A Bahia está presente nos meandros do álbum, tanto na faixa e nome do projeto ‘Deixei meu coração na Bahia’ quanto nas vozes e referências presentes nas letras. Qual a sua relação com a Bahia?
Minha relação com a Bahia é uma relação de vida, de muitas histórias. A minha mãe vai para a Bahia, para Trancoso, no sul da Bahia, desde antes de eu nascer. Então, antes de a gente ter a casa em Trancoso, eu me lembro da gente na rede, eu, garoto, ouvindo o mar bater, aquela brisa da Bahia. Minha mãe escutando Dorival Caymmi, escutando Gilberto Gil, naquela época a gente escutava álbuns no vinil ainda. Então, assim, eu tenho uma memória afetiva muito grande com a Bahia, eu cresci na Bahia, eu passei boa parte da minha infância. Aliás, todos os verões praticamente eu passo lá na Bahia, pelo menos um pouquinho, nem que seja às vezes uma semana, duas, às vezes um mês. Então, eu cresci, vivi e eu senti muito essa energia da Bahia e eu absorvi muito. Então, a Bahia sempre me inspirou, muitas canções, muitas vivências diferentes e principalmente essa amorosidade, que pode ser um amor de verão, pode ser um amor pelo lugar, mas são muitos cenários, é difícil a gente simplificar. Eu quis traduzir um pouquinho da minha relação com a Bahia e das minhas histórias afetivas que vivi lá, desde festa, desde ficar na praia escutando o mar, mergulhando. Então, esse álbum, acho que ele reflete um pouquinho desse bem-estar, dessa energia que é estar na Bahia ali, à beira-mar, e você curtir. E, às vezes, você querer festejar, dançar, mas, ao mesmo tempo, você nem prestar atenção, mas estar lá, estar tocando, estar embalando, estar virando a trilha sonora daquele cenário. E são muitos cenários, né? Então, acho que tentei traduzir um pouquinho de algumas histórias afetivas, amorosas e de vida mesmo que vivi lá.
A faixa que dá nome ao projeto conta com a participação de Caetano Veloso. Como foi o primeiro contato para o convite e qual o sentimento de tê-lo assinando uma parte do seu trabalho?

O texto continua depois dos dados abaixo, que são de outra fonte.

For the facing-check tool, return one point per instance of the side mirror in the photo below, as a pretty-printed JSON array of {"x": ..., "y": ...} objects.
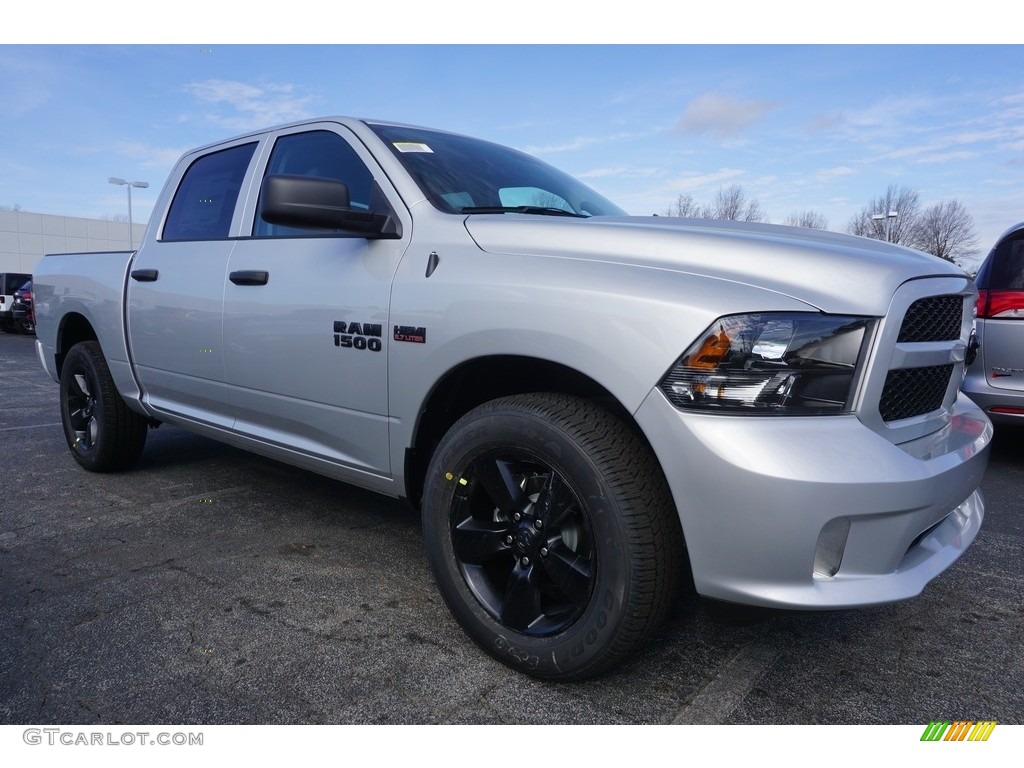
[{"x": 320, "y": 204}]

Na verdade, essa participação é um sonho antigo que se realizou. Eu esperei bastante tempo, foram mais ou menos uns dez anos atrás, no verão de 2014 para 2015, por aí. Me lembro que entrei no mar, mergulhei, e me veio a primeira melodia. E aí eu precisava botar uma letra rápida para não esquecer. E aí botei: ‘deixei meu coração na Bahia’. E aí eu falei ‘isso daqui dá um caldo, né?’. Sai correndo, fui pegar o violão. E aí eu comecei a musicar, comecei a fazer outras partes. Um amigo meu estava lá, o sambista Jorge Nova, que é meu parceiro nessa composição, e eu falei, cara, quer fazer uma letra aqui? E ele já mandou, ‘terra de Caymmi, Bonfim’. E aí a gente foi fazendo junto. Caetano é uma grande referência para mim, é meu padrinho, mas independente disso, eu acho que música combinava com ele, com a voz dele. Eu achava que, por alguma razão, ele iria se apropriar, não somente como o grande compositor maravilhoso que ele é, mas como um intérprete também que ele é. Então, eu esperei muito tempo e, aos 45 do segundo tempo, no álbum, o outro produtor, Felipe Soares, falou, cara, ‘você não tem outra coisa, não? Que a gente está indo por essa direção mais pop, mais contemporânea, mais moderna, mas se tem alguma coisa que fale da Bahia, não que traga esse negócio?’. Eu falo, cara, tem essa daqui. Eu mostrei, ele falou, ‘pô, cara, tem que entrar isso daí, traduz’. Contei que isso é um sonho antigo meu e ele falou para tentar. ‘Tem nada a perder, tenta’.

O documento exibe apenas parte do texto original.